Additionally, zebra starts with the -K 60 flag, which tells it to retain kernel nexthop objects and routes for 60 seconds after startup rather than flushing them. The init container copies the persistent frr.conf so FRR starts with its full configuration — including BGP neighbors — and can reconnect immediately.
BGP peers must also support Graceful Restart. This is widely supported across routing platforms including FRR, Cisco IOS-XE/NX-OS, Arista EOS, Juniper Junos, Nokia SR OS, and BIRD.
Recovery Scenarios #
FRR Crash or Container Restart #
The most common failure mode. The FRR process crashes, Kubernetes restarts the container, FRR re-enters the existing namespace and reconnects.
- Data-plane outage: 0 seconds
- Control-plane outage: ~7-22 seconds (bridged by Graceful Restart)
FRR Image Upgrade #
When the router pod is replaced with a new image (e.g., during a rolling update), the named namespace persists through the pod replacement. This is identical to a crash recovery from the network’s perspective.
- Data-plane outage: 0 seconds
- Control-plane outage: ~7-22 seconds (bridged by Graceful Restart)
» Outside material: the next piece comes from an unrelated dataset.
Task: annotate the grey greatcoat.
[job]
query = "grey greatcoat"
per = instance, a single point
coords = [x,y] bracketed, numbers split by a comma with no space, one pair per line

Manual Namespace Rebuild #
When the node’s networking state is out of sync — stale interfaces, wrong IPs, partial failures — the operator can delete the namespace to trigger a full rebuild:
ip netns delete perouter
The controller detects the missing namespace on its next reconciliation, recreates it, re-provisions all interfaces from CRD state, and the DaemonSet starts a new router pod.
- Total outage (data + control plane): ~10-25 seconds
See Troubleshooting Resiliency for step-by-step instructions.
Controller Upgrade #
The controller pod is replaced with a new image. The named namespace and router pod are unaffected.
- Disruption: None
Node Reboot #
/var/run is a tmpfs filesystem — the namespace is destroyed on reboot. The node should be drained before reboot so workloads are moved to other nodes. After reboot, the system follows the initial boot sequence.
Limitations #
- No kernel/node failure protection: The named namespace lives in the kernel. A kernel crash or node power loss destroys everything. Protecting against node-level failures requires fabric-level redundancy (multiple nodes advertising reachability for the same prefixes).
- Control-plane gap during Graceful Restart: During the ~7-22 second window, topology changes (new routes, withdrawn routes) are not reflected. In practice, this is rarely a problem because topology changes during a brief restart are uncommon.
- BGP Graceful Restart requires peer support: If peers do not support or enable GR, they will withdraw routes immediately when the BGP session drops, causing traffic disruption until reconvergence.